The position in the UK appears to place greater emphasis on a company’s wider interests rather than focus solely on the interests of the shareholders. Section 172(1) of the UK Companies Act 2006 (“UKCA”) allows a director of a company to act in the way he considers, in good faith, to be most likely to promote the success of the company for the benefit of its members as a whole, and in doing so, may have regard to various factors, such as (i) the likely consequences of any decision in the long term; (ii) the interests of the company's employees; (iii) the desirability to maintain a reputation for high standards of business conduct; and (iv) the need to act fairly as between members of the company.
 
Indeed, in Re Neath Rugby Limited [2009] EWCA Civ 291, the UK Court of Appeal held that a nominee director could take the interests of his nominator into account without being in breach of his duties to the company, provided that his decisions as a director were taken in what he genuinely considered to be the best interests of the company.
 
Further, section 175(4)(b) of the UKCA allows a director to act in circumstances where there would otherwise be a conflict of interest if the other directors have authorised such action. In addition, section 180(4)(b) of the UKCA allows the company’s articles of association to authorise certain conflicts of interest whereby any acts or omissions carried out in accordance with those articles would not be a breach of a director’s general duties.
 
THE CLRC’S VIEWS
 
Having considered the provisions in the NZCA and ACA, the CLRC, in Consultative Document No. 5 (Clarifying and Reformulating the Directors’ Role and Duties) issued in August 2006, nevertheless took the view that nominee directors must be held to a strict fiduciary duty to act in the best interest of the company. The CLRC acknowledged that this position is “not in line with commercial reality and may not be facilitative to the business needs of companies”, but took the stance that the facilitation of business should not be at the expense of good corporate governance.
 
The CLRC set out two grounds for adopting the strict approach.

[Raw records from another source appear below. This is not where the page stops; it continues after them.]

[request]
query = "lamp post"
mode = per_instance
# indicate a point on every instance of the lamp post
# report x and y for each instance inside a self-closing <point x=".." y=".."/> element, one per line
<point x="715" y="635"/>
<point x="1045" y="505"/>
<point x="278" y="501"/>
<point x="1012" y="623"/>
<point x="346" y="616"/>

First, it would assist nominee directors to understand the nature and extent of their duty. Second, the CLRC was concerned that the adjusted fiduciary duty may not be effectively enforced due to the difficulty in determining or defining with certainty the identity of nominee directors.
 
Although the CLRC accepted that the strict fiduciary duty may be adjusted in the case of a wholly-owned subsidiary by reason that there “would be no minority shareholders’ interests which needs protection”, this exception was not incorporated into S.132(1E) of the CA 1965 nor section 217(1) of the CA 2016.
 
CONCLUSION
 
The strict fiduciary duty approach has attracted some criticism – some have argued that it infringes market freedom by denying the shareholders the discretion to vary the application of the rule. Proponents of this school of thought contend that shareholders should be permitted to make their own arrangements in relation to their corporate structure so long as the interests of minority shareholders are protected. For example, Mohammad Rizal Salim and Teh Tai Yong in “Market Freedom or Shareholders’ Protection? A Comparative Analysis of the Duties of Nominee Directors”, International Journal of Law and Management, Vol. 50 No. 4, 2008, pp. 168-188, took the view that “where the shareholders have agreed in a shareholders or joint venture agreement to adjust the fiduciary duties of directors so that the directors may act in the best interests of the nominator, there is no reason why this should not be allowed.
 
Notwithstanding the arguments by the proponents of the adjusted fiduciary duty, it is clear that unless and until section 217(1) of the CA 2016 is amended, the CA 2016 imposes a strict fiduciary duty on a nominee director to not subordinate his duty to act in the best interest of the company to his duty to his nominator when a conflict arises between these interests.